Cependant, nous avons dégagé plusieurs points qui apportent quelques éléments de réponse. L’ordre d’accès à l’alimentation semble lié à l’espace et/ou à la distribution de la nourriture. En effet, dans la loge intérieure, où l’espace est réduit et la nourriture abondante et concentrée, les femelles ne semblent pas manger toutes en même temps, alors que ce n’est pas le cas sur le plateau extérieur : les femelles dominantes semblent manger avant les femelles dominées; les femelles allaitantes semblent manger après les autres femelles; les femelles dont les petits meurent semblent manger après les femelles dont les petits survivent. En ce qui concerne le nombre de prises alimentaires et les rations, les femelles dominées ne semblent pas manger moins et semblent manger les mêmes proportions de chaque type d’aliment que les femelles dominantes. Cependant, le fait qu’elles mangent après laisse supposer des différences quantitatives et qualitatives – que notre méthode n’a pas pu mettre en évidence – dans les aliments ingérés, notamment les aliments frais. Les femelles gestantes semblent être celles qui mangent le plus mais qui mangent la plus faible proportion de croquettes pour singes, alors que les femelles allaitantes semblent manger moins mais manger une plus grande proportion de croquettes pour singes. Enfin, les femelles dont les petits meurent ne semblent pas manger moins que les femelles dont les petits survivent mais semblent manger moins de

croquettes. De plus, le fait qu’elles mangent après implique les mêmes hypothèses que celles précédemment évoquées pour les femelles dominées quant à la qualité de la ration.
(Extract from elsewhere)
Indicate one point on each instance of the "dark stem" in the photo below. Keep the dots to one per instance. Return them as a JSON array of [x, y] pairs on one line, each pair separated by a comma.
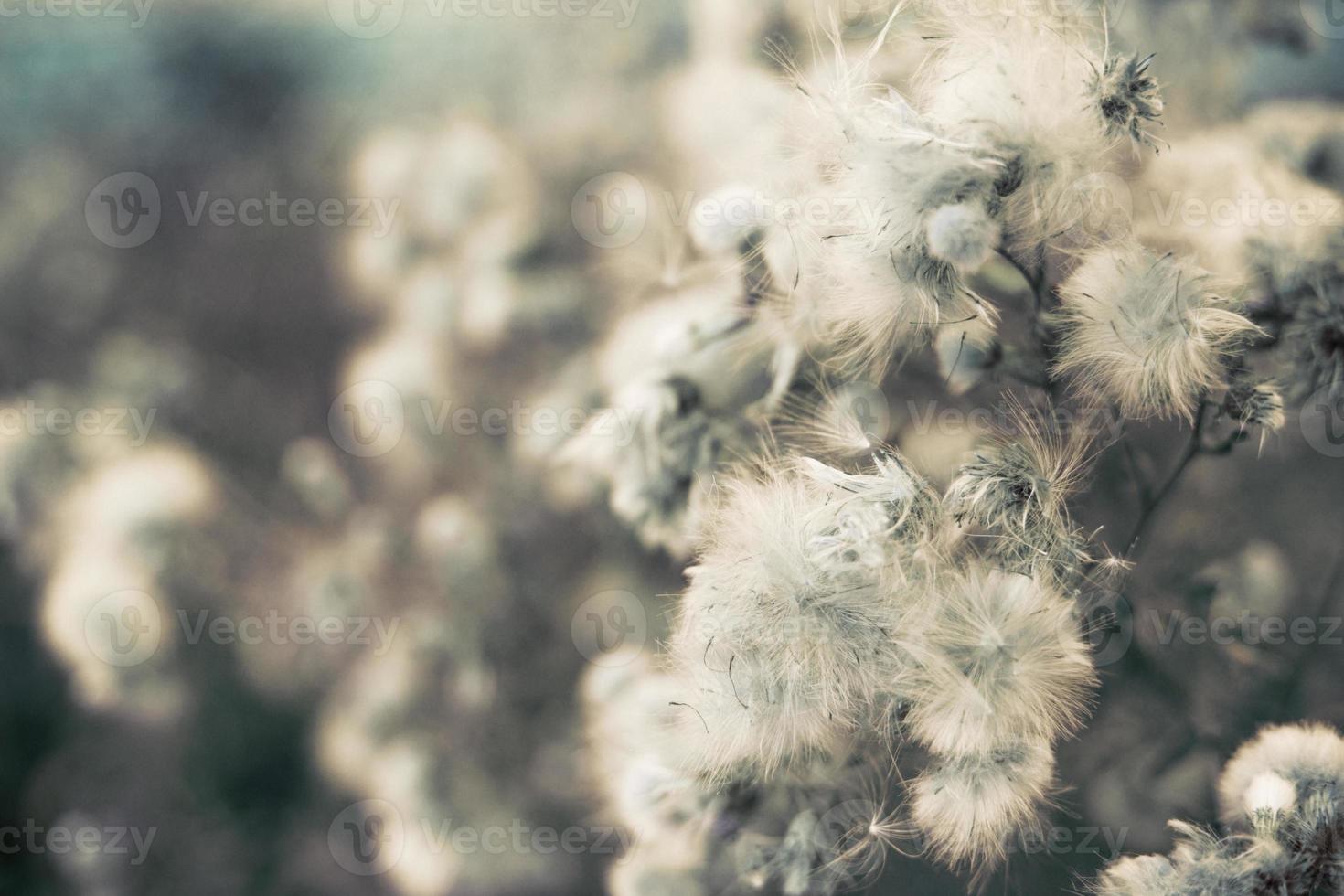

D’un point de vue nutritionnel, les primatologues n’ont jusqu’à maintenant que rarement abordé les considérations énergétiques et tenté de déterminer l’optimisation théorique, et se sont contentés d’énumérer les différents facteurs influençant la sélectivité alimentaire. Mais ceci est largement dû au fait que les régimes et les stratégies alimentaires des primates sont souvent trop complexes pour être réduites à un modèle simple d’optimisation (Barton et Whiten, 1994). De plus, les efficacités digestives des babouins en fonction des classes d’âge, de sexe et de rang ne sont pas clairement connues. Enfin, certains facteurs évoluent au cours de la vie des individus et les comportements et stratégies alimentaires devraient par conséquent être considérés comme une partie intégrale de l’histoire de la vie d’un individu (Post et al., 1980). En conclusion, l’intervention simultanée de nombreux facteurs rend l’approche du comportement alimentaire beaucoup plus complexe qu’il n’y paraît (Gilleau et Pallaud, 1988).

Concernant l’alimentation du groupe du PZP, de nombreuses questions se posent encore et plusieurs éléments, en particulier l’alimentation des jeunes et ses conséquences sur leur avenir reproducteur, restent à explorer.